E o famoso "aquele normal"? O cliente entra na loja e pede algo. Você, na tentativa de encontrar o que o cliente quer, pergunta: De que medida (ou tamanho, ou cor, ou qualidade)?E você ouve como resposta: Aquele normal. Ok! Nem vou me alongar na explicação deste.
E aquela pessoa que entra na loja, vê que o vendedor está atendendo a outro cliente e mesmo assim, ignora e começa a pedir o que quer como se fosse a única pessoa na loja? Os furões de fila, então? Ô gente! Ô Povo! Dá licença!
E quando tentamos conversar com pessoas que acreditam que o que elas têm a dizer é sempre mais importante e ficam nos interrompendo o tempo todo de modo que nunca conseguimos concluir idéia alguma. Eu tento uma, até duas vezes, mas nunca uma terceira.
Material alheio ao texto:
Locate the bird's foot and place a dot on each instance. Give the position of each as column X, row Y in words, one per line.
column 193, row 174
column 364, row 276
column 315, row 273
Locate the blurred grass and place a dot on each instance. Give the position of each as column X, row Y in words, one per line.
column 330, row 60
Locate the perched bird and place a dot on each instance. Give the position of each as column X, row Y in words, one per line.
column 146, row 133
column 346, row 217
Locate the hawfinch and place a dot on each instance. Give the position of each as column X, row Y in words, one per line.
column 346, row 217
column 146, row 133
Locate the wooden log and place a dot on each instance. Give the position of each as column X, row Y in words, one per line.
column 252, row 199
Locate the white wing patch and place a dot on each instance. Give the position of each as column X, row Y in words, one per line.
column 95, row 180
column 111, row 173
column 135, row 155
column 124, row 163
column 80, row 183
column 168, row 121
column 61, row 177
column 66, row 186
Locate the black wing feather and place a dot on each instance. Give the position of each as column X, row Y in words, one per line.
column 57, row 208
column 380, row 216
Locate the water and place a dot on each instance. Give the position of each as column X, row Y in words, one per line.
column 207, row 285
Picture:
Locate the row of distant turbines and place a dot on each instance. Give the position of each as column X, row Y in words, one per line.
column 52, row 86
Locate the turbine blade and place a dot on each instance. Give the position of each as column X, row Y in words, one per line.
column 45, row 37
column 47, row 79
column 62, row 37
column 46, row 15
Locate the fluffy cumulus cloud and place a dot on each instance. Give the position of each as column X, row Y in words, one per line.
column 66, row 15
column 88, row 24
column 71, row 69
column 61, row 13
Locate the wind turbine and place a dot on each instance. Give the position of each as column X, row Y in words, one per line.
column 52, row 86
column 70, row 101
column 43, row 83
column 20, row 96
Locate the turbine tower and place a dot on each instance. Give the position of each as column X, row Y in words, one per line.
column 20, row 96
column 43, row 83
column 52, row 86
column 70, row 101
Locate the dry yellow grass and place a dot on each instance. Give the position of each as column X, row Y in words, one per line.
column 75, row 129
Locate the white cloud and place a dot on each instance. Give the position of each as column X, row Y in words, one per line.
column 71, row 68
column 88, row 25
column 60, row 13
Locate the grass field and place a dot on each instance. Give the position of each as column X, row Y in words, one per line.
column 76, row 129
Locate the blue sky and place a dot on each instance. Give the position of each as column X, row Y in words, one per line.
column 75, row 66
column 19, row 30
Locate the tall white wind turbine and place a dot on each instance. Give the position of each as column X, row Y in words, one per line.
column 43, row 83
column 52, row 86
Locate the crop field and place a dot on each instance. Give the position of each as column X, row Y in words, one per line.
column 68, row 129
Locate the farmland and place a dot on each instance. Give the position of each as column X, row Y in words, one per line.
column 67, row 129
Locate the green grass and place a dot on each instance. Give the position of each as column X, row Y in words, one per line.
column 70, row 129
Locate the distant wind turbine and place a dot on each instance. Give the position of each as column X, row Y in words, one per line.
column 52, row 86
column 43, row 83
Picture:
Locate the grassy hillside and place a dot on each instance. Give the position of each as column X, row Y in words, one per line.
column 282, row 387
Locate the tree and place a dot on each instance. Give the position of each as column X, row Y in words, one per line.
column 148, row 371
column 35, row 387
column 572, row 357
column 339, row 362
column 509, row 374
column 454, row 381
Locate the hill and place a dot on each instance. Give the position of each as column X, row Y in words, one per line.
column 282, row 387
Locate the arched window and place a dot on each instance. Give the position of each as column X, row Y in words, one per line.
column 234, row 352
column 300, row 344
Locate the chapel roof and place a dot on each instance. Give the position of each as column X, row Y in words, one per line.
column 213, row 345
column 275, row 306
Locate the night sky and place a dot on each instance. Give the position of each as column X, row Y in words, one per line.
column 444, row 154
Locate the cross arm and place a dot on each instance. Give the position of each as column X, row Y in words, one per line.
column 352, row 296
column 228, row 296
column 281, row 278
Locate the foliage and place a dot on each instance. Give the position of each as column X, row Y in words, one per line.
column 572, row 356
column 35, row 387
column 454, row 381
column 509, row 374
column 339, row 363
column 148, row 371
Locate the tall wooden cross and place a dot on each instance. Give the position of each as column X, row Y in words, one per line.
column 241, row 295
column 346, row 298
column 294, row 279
Garanto-te que se ficares a me interromper a conversa virará monólogo, por que eu passo a apenas ouvir.
E aquele povo que vai a alguma reunião. Ex: Festa de aniversário
Você é convidado para chegar à mesa e se servir, mas educadamente espera que os que levantaram primeiro se sirvam para que você o possa fazer. De repente percebes que, se não te espremeres juntos aos demais passará fome, pois os primeiros não arredam o pé para dar espaço aos demais que ainda não chegaram à mesa. Vira um empurra-empurra, como porcos num chiqueiro.
E aquela pessoa que vive te pedindo ajuda e, no teu primeiro não, tudo o que você já fez perde o valor?
Realmente sou uma pessoa de pouca paciência, anti-social, não consigo me adaptar a certos comportamentos.

domingo, 15 de julho de 2012

O MEDO



Há coisa pior que o medo?
Claro que há. Mas o medo é o tema de hoje.
Percebi que o meu maior amigo é o medo. Ele está sempre presente, pode o mundo todo me virar às costas, mas ele está lá, sempre ao meu lado. Companheirinho ele, não?
Ele já foi muito mais presente em minha vida do que hoje, mas nunca me abandonou. Por vezes eu tento dar-lhe uma rasteira, mas pensa que ele se magoa e me abandona? Nã, não! Ele me é fiel!
Já sofri de síndrome do pânico, levei anos pra me recuperar, mas foi nesse momento que ele esteve mais presente, segurou-me pelas duas mãos. Ele foi tão companheiro que até dormia comigo.
Tenho medo de tantas coisas, imagináveis e inimagináveis. Por vezes até, tenho medo de ter medo. Dá pra entender?
É medo de tanta coisa que até me assusta, dá medo!
Não é nada fácil lidar com ele sozinha. Poucas são as vezes que a presença dele me faz bem.
O meu maior medo é que meus medos se concretizem.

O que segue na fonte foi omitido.